With the royal wedding of Prince Harry and Meghan Markle just around the corner, wedding fever is at its highest pitch.
The world waits in anticipation to see ‘the dress’ and which designer has been chosen for the royal bride. It has also ignited sparks of excitement for all those brides-to-be who have begun their search for their ‘perfect dress’.
Unfortunately for some brides, their dreams of a fairy-tale ending turn into a nightmare, with counterfeiters producing copies of famous designer dresses and passing them off as genuine.
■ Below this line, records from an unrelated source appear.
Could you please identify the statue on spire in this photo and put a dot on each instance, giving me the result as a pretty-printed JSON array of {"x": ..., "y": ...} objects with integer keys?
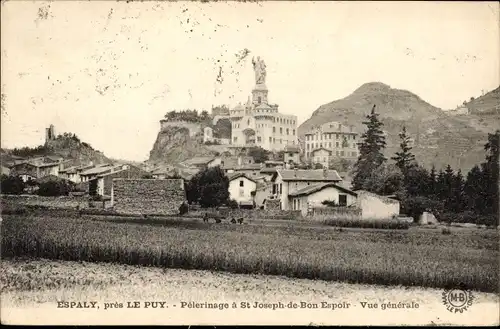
[{"x": 259, "y": 68}]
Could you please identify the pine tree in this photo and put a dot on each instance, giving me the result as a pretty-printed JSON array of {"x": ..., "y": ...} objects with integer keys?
[
  {"x": 404, "y": 159},
  {"x": 449, "y": 176},
  {"x": 370, "y": 150},
  {"x": 458, "y": 197},
  {"x": 431, "y": 183}
]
With the UK wedding industry estimated at £10 billion and the average cost of a wedding dress just under £1000, it’s easy to see why the counterfeiters want a piece of the action and will go to any lengths to exploit these brides-to-be.
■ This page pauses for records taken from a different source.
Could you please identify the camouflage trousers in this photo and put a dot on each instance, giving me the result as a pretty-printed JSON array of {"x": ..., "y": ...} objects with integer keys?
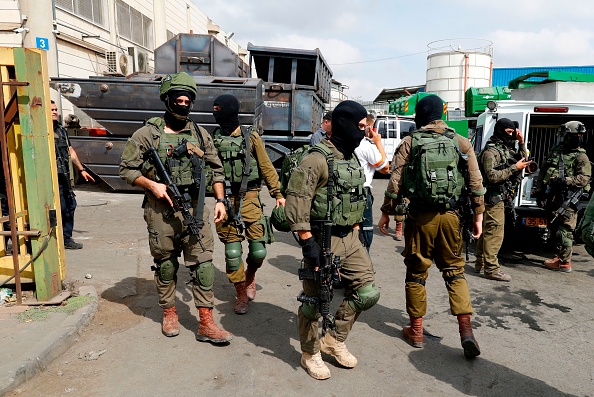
[{"x": 434, "y": 236}]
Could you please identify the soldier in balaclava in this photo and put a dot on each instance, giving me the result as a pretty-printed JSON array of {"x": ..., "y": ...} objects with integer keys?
[{"x": 246, "y": 165}]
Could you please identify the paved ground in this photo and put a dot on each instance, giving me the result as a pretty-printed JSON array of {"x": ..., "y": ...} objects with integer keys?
[{"x": 535, "y": 333}]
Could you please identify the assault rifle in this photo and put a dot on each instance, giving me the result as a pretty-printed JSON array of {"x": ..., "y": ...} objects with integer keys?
[
  {"x": 328, "y": 273},
  {"x": 231, "y": 216},
  {"x": 467, "y": 218},
  {"x": 572, "y": 200},
  {"x": 181, "y": 202}
]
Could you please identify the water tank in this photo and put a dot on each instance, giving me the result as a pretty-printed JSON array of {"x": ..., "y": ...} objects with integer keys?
[{"x": 454, "y": 65}]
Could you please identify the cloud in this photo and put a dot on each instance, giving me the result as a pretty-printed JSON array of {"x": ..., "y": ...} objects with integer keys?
[{"x": 546, "y": 47}]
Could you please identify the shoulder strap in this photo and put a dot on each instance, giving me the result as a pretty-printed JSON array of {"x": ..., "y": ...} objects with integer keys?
[{"x": 247, "y": 169}]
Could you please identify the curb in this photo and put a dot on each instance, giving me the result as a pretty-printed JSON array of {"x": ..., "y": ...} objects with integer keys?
[{"x": 51, "y": 345}]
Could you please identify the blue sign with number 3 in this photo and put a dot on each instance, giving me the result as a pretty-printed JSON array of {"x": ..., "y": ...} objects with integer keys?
[{"x": 42, "y": 42}]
At the Intellectual Property Office (IPO), my role is to raise awareness of the harm associated with counterfeit goods, working with partners such as the IP Crime Group and Trading Standards, where I worked prior to the IPO. At Trading Standards I was able to hear first hand of the distress caused to consumers at the hand of the counterfeiters.
I recently spoke to Caitlin Devlin, one of the many women who fell victim to a counterfeit wedding dress scam from a local business in Newport. She told us:
I didn’t have any of the warning signs I would have expected. I didn’t buy online and the dress wasn’t cheap.
Caitlin met the owners at a large wedding fair and was drawn in when they told her they were dressmakers who create bespoke, handmade dresses:
My first appointment was exactly what I’d expected. I spent time trying on dresses until I found a style I liked. The price was what I had anticipated for a handmade bespoke wedding dress and my mum made the payment. It was a special moment.
However, when Caitlin returned several months later for her first fitting, it was the same dress she had previously tried on and no alterations had been made. She became suspicious when she collected her dress a couple of months later, before the business closed for good.
Caitlin later found out that the dresses were not handmade or bespoke as promised. In fact, they were ordered over the internet by the business, direct from China for a fraction of the cost.
Needless to say, Caitlin was upset when she discovered she had been duped:
When I finally found out about the dresses coming from China, I was a couple of days into my honeymoon. I felt a mix of anger, upset and embarrassment that I’d fallen for the scam and all the little problems that I had justified at the time started to make sense.
Unfortunately this story is all too familiar for some, but there are things you can do to prevent you from becoming a victim of IP crime. This short film, produced by the IPO and the British Bridal Association, provides an insight into the wedding dress counterfeiters and what you can do to protect yourself.
In spite of the issues with the dress, Caitlin still had a wonderful wedding day, but so many other brides can tell a different story. Be vigilant when organising your wedding and make sure the only tears you shed are happy ones!